Most of the data on the web is still largely available as HTML - while it is structured (hierarchical / tree based) it often is not available in a form useful for analysis (flat / tidy).

<html>
  <head>
    <title>This is a title</title>
  </head>
  <body>
    <p align="center">Hello world!</p>
  </body>
</html>

rvest

rvest is a package from Hadley Wickham that makes basic processing and manipulation of HTML data straight forward.

Core functions:

read_html - read HTML data from a url or character string.
html_nodes - select specified nodes from the HTML document usign CSS selectors.
html_table - parse an HTML table into a data frame.
html_text - extract tag pairs' content.
html_name - extract tags' names.
html_attrs - extract all of each tag's attributes.
html_attr - extract tags' attribute value by name.

css selectors

We will be using a tool called selector gadget to help up identify the html elements of interest - it does this by constructing a css selector which can be used to subset the html document.

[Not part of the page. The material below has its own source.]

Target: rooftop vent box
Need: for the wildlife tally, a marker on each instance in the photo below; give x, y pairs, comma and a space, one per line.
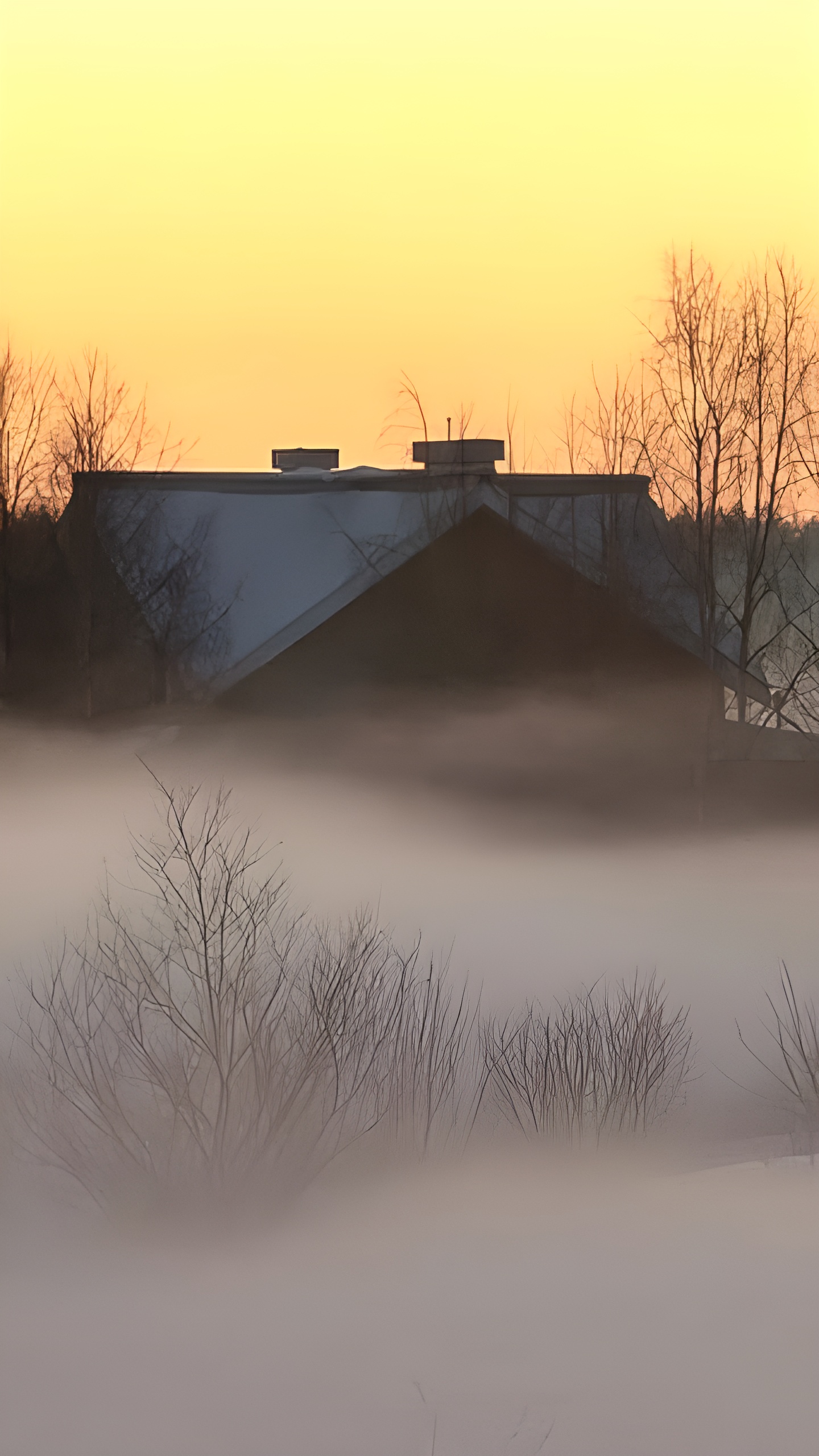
471, 456
305, 459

Selector	Example	Description
element	`p`	Select all <p> elements
element element	`div p`	Select all <p> elements inside a <div> element
element>element	`div > p`	Select all <p> elements with <div> as a parent
.class	`.title`	Select all elements with class="title"
#id	`.name`	Select all elements with id="name"
[attribute]	`[class]`	Select all elements with a class attribute
[attribute=value]	`[class=title]`	Select all elements with class="title"

Live Demo

… because rmarkdown hates rvest for whatever reason …

Exercise

For the first five movies in the Now Playing (Box Office) list on imdb.com create a data frame with the Movies' titles, their weekend gross, and the url of their poster.

This will involve multiple steps:

Using the main imdb page find the title, gross, and the movie specific url within IMDB.
Examine each movie subpage to find the poster urls. Hint - the same approach should work for all five pages since imdb's movie pages all have the same structure.

The only hard coded url you should be using is imdb.com.